Starbucks (NASDAQ:SBUX) reports earnings after the market closes on Thursday, Jan. 24. Here's what you need to watch for in the results.

Expectations, meet reality
The first question that tends to dominate in the moments after earnings come out is whether the company met the Street's expectations. Analysts see the coffee giant booking $0.57 a share in profits, on $3.84 billion in revenue. That would represent 14% higher earnings and a 12% sales bump.

By comparison, Starbucks turned in 16% revenue growth and 11% earnings growth in the equivalent quarter last year. But that performance was powered by a scorching 9% bump in comparable-store sales. Comps are trending a bit lower lately -- 7% last quarter -- and so a repeat performance at that level is unlikely.

Verismo, meet the market
Starbucks introduced its Verismo home-brewing coffee system this holiday season. And with it, the company is taking aim at the profitable single-serve coffee market now dominated by Green Mountain Coffee Roasters (NASDAQ:GMCR.DL) and its uber-popular Keurig machine.
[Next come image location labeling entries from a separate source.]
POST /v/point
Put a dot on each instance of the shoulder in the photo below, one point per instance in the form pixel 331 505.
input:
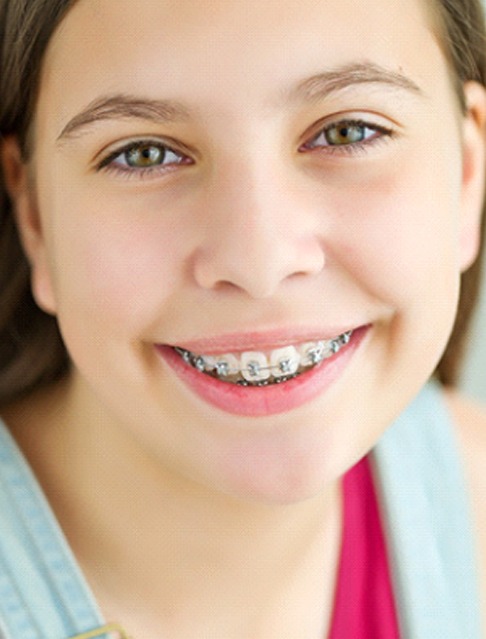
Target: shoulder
pixel 469 419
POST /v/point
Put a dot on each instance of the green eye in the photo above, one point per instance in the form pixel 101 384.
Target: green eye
pixel 347 133
pixel 340 134
pixel 145 156
pixel 142 156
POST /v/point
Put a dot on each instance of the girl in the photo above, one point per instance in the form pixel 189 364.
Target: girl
pixel 249 230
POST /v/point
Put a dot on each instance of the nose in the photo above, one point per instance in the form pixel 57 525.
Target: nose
pixel 259 234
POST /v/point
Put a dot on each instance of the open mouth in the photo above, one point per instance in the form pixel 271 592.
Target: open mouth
pixel 265 368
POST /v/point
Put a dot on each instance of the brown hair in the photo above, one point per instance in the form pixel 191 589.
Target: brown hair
pixel 31 349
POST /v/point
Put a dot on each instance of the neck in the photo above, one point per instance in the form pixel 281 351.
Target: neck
pixel 145 535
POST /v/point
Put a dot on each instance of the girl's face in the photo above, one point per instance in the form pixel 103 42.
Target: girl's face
pixel 230 177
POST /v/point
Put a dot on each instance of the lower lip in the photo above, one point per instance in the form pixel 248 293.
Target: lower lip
pixel 266 400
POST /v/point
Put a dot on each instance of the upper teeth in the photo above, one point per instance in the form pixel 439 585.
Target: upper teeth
pixel 259 367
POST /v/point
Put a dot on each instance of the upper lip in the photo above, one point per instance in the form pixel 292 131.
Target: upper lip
pixel 261 340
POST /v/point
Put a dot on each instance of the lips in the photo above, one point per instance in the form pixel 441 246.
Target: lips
pixel 252 400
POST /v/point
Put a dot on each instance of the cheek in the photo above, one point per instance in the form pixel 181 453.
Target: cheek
pixel 113 268
pixel 401 234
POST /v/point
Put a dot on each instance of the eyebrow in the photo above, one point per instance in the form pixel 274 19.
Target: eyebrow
pixel 335 80
pixel 125 106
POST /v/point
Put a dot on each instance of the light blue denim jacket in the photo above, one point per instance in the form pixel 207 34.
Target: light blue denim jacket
pixel 43 594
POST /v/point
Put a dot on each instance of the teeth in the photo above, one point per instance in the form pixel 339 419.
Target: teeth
pixel 226 365
pixel 284 361
pixel 257 369
pixel 254 366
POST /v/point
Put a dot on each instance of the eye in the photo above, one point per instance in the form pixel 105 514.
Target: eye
pixel 143 156
pixel 347 133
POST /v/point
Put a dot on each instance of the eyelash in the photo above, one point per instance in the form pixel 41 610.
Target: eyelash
pixel 378 134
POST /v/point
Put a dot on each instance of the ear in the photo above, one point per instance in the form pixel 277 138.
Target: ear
pixel 473 173
pixel 22 195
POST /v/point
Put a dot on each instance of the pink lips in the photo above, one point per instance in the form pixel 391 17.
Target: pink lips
pixel 268 400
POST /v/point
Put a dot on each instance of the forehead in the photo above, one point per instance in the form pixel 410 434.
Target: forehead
pixel 210 52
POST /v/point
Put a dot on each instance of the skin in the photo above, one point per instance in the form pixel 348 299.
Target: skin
pixel 253 230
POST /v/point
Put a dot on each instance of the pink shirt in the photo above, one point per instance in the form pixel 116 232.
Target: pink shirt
pixel 364 605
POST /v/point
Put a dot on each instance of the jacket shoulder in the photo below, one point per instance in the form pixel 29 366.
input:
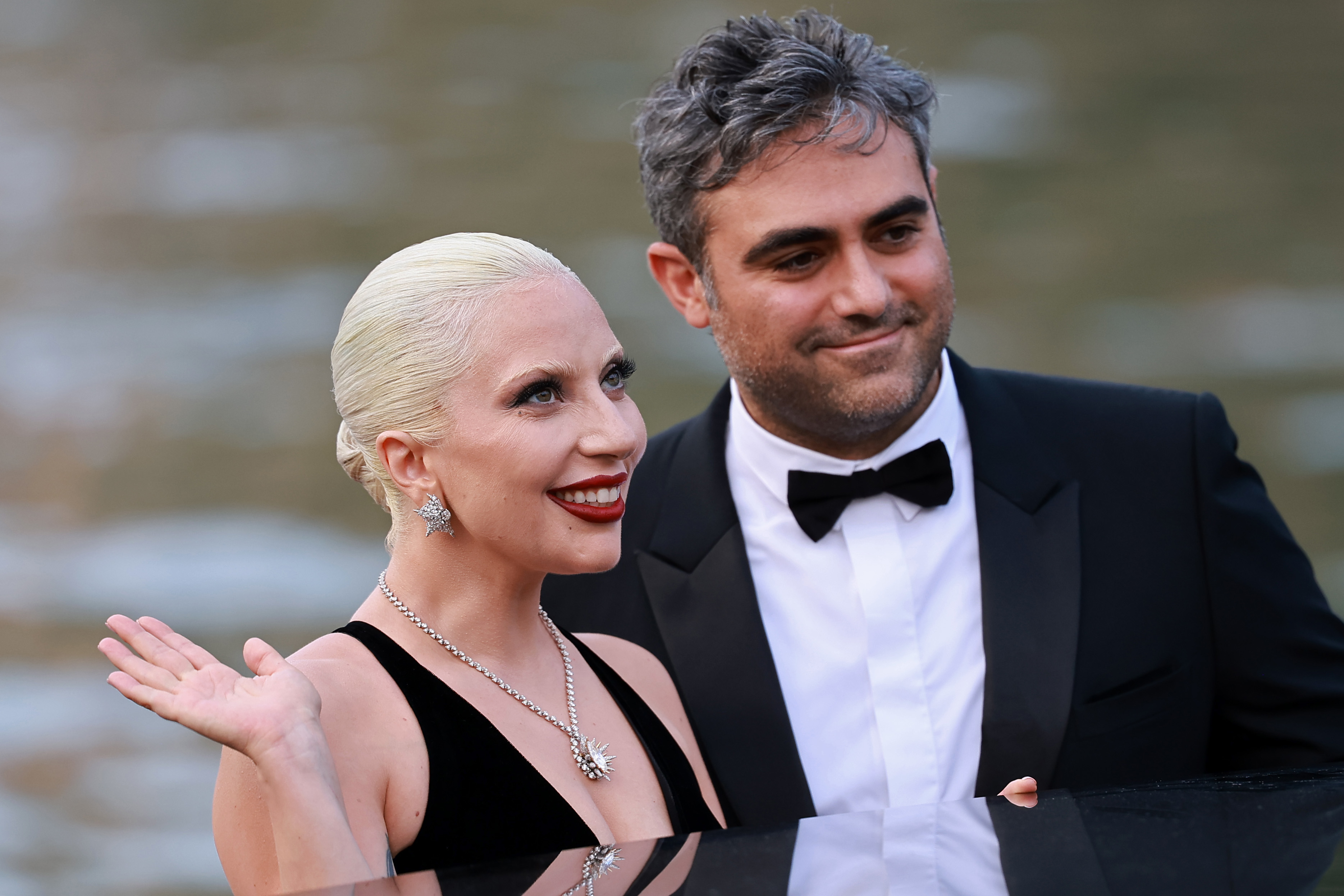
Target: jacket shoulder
pixel 1094 403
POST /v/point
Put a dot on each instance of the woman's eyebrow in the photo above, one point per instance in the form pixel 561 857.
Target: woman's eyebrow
pixel 556 370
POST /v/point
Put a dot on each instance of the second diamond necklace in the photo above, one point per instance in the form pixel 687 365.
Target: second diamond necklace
pixel 592 757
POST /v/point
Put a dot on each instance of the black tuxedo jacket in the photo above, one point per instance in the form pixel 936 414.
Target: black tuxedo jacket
pixel 1147 613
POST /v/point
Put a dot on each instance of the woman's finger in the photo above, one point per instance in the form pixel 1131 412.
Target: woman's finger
pixel 146 696
pixel 197 656
pixel 150 646
pixel 143 672
pixel 261 657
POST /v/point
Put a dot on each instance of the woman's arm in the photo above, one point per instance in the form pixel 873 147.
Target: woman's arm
pixel 272 719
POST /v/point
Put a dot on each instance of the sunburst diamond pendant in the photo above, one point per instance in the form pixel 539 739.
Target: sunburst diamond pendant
pixel 592 758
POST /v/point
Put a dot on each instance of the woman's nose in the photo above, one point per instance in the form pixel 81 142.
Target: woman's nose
pixel 611 433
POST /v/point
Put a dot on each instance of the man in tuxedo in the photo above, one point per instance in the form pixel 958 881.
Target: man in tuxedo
pixel 881 575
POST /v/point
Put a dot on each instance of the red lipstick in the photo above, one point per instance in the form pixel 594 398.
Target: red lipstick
pixel 588 511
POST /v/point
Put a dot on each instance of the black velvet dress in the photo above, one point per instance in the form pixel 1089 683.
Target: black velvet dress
pixel 487 801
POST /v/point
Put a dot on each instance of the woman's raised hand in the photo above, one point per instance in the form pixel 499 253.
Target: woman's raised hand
pixel 276 710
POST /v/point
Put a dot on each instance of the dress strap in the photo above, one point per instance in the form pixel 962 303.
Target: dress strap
pixel 486 800
pixel 681 789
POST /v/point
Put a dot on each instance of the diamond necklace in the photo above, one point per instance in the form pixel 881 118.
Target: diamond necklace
pixel 599 863
pixel 592 757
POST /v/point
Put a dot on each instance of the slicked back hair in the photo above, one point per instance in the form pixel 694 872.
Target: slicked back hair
pixel 744 86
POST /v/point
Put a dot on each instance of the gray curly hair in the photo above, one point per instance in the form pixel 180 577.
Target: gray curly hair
pixel 744 86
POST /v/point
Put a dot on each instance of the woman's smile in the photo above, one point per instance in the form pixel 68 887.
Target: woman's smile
pixel 600 499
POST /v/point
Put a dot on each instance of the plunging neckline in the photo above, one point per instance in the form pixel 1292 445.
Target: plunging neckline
pixel 479 776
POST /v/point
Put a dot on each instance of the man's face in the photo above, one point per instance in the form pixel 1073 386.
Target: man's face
pixel 834 291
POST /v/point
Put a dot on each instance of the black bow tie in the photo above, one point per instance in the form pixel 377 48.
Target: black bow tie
pixel 923 476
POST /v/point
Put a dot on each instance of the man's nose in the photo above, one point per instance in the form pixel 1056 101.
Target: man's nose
pixel 862 288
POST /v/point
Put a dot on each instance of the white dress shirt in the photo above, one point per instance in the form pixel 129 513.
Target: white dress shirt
pixel 876 629
pixel 936 850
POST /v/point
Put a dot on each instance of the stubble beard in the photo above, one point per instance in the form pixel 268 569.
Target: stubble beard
pixel 843 406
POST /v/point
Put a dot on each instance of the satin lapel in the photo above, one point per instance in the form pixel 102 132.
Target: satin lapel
pixel 1031 586
pixel 699 584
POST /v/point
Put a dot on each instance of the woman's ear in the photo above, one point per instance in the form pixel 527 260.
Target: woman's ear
pixel 681 283
pixel 404 458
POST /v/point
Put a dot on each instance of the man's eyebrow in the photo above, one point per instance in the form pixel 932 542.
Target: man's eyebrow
pixel 900 209
pixel 777 239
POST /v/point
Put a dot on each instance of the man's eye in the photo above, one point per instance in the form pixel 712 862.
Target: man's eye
pixel 900 233
pixel 797 262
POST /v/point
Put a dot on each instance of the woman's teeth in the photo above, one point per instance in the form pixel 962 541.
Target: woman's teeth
pixel 597 498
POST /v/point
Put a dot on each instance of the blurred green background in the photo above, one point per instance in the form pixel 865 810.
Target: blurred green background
pixel 1143 191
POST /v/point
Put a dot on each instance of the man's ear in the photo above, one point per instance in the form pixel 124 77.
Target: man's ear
pixel 681 284
pixel 404 458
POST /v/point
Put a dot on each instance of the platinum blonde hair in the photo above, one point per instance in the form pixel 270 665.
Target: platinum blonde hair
pixel 408 334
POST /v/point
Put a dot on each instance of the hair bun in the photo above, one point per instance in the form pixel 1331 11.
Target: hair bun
pixel 353 460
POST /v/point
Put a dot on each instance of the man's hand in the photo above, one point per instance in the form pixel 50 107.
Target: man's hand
pixel 1021 793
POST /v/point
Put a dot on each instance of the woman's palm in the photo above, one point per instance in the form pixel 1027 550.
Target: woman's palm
pixel 183 683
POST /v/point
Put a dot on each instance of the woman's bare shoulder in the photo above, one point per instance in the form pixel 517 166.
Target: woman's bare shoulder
pixel 343 671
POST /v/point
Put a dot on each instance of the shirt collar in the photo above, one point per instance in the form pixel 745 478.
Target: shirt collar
pixel 772 457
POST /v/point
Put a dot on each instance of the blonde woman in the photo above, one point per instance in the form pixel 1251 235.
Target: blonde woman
pixel 483 403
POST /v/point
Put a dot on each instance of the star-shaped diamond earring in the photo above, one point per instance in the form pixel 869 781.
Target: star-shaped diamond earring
pixel 436 516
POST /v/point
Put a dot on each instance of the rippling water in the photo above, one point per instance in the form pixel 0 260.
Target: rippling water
pixel 189 194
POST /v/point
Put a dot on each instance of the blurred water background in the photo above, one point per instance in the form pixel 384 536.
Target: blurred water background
pixel 1144 190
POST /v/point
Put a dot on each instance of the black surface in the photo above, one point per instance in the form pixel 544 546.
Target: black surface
pixel 1248 835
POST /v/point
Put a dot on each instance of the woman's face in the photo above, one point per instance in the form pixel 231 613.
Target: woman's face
pixel 542 437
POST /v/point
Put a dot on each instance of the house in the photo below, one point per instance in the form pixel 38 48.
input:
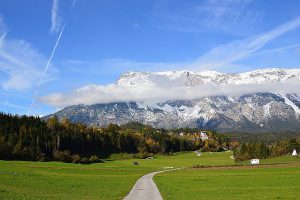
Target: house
pixel 294 153
pixel 254 161
pixel 203 135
Green Mountain's crazy sales growth has come back down to earth recently, falling to 33% from the 75% it booked for much of 2011. But that doesn't mean the market will be easy pickings for Starbucks. In fact, discounts over the holiday season suggest that Verismo sales might be less than brisk. We'll find out when Starbucks updates investors on the machine's sales momentum.

Ambitious growth
Starbucks announced aggressive growth plans last month. Those include:

  • Opening new stores -- 3,000 new stores in the Americas region over the next five years, including more than 1,500 in the United States.
  • Selling more packaged goods -- the packaged goods segment, where Starbucks brands are sold at retailers, turned in $1.3 billion in revenue last year. And the company expects it to eventually "rival Starbucks retail store portfolio in terms of size and profitability."
  • Transforming the tea industry -- attack the $40 billion global tea market, armed with its new acquisition of Teavana.

Investors will get a critical update on those growth plans. Key to the company's store expansion, for example, will be the comparable sales growth it reports in the U.S. market. Those comps need to stay in the high single digits to justify Starbucks' lofty store expansion goals.